I'm using Android app widgets. I'm creating a PendingIntent object and use it in the method RemoteViews#setOnClickPendingIntent(). This is the pending intent:

// The below code is called in the onUpdate(Context, AppWidgetManager, int[]) method of the AppWidgetProvider class.

// Explicit intent
Intent intent = new Intent(context, MyService.class);
intent.setAction(MY_ACTION);
intent.putExtra(EXTRA_KEY, VALUE);

// Create the pending intent
PendingIntent pendingIntent = PendingIntent.getService(context, appWidgetId, intent, 0);

// 'views' is a RemoteViews object provided by onUpdate in the AppWidgetProvider class.
views.setOnClickPendingIntent(R.id.root_layout, pendingIntent);

The above code works as expected before Android Oreo. However, in Android Oreo it no longer starts the service if the app is swiped away from recents. (no longer active).

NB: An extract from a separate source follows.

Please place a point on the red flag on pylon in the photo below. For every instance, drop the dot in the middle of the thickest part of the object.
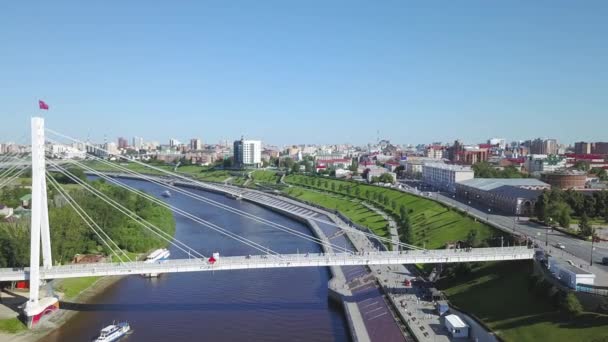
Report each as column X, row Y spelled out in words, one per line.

Aren't PendingIntents excluded in Oreo's background execution limits?

For testing purposes I replaced getService with getForegroundService but the Service is still not started. Both methods show the below message in the log:

W/ActivityManager: Background start not allowed: service Intent { act=com.example.myapp.MY_ACTION flg=0x10000000 cmp=com.example.myapp/com.example.myapp.MyService bnds=[607,716][833,942] (has extras) } to com.example.myapp/com.example.myapp.MyService from pid=-1 uid=10105 pkg=com.example.myapp

Why is the Service not started, even when using getForegroundService? I tested this on a Nexus 6P running Android 8.1.0.


Solution

  • As you note, an app widget does not count for the PendingIntent background whitelist. I do not know why — it would seem to be about on par with a PendingIntent started by a Notification. Perhaps it's an issue that the Notification is a system thing, whereas the app widget is a home screen thing. Regardless, you could:

    • Use getForegroundService(), as you have, or

    • Try getBroadcast() with an explicit Intent, and with the BroadcastReceiver starting a JobIntentService, if you do not want to raise a Notification (as a foreground service requires)

    Based on your symptoms, you appear to have tripped over what I would consider to be a bug: there should be a way to switch from getService() to getForegroundService() without having to reboot. :-) I'll try to run some experiments and will file an issue if I can reproduce the problem.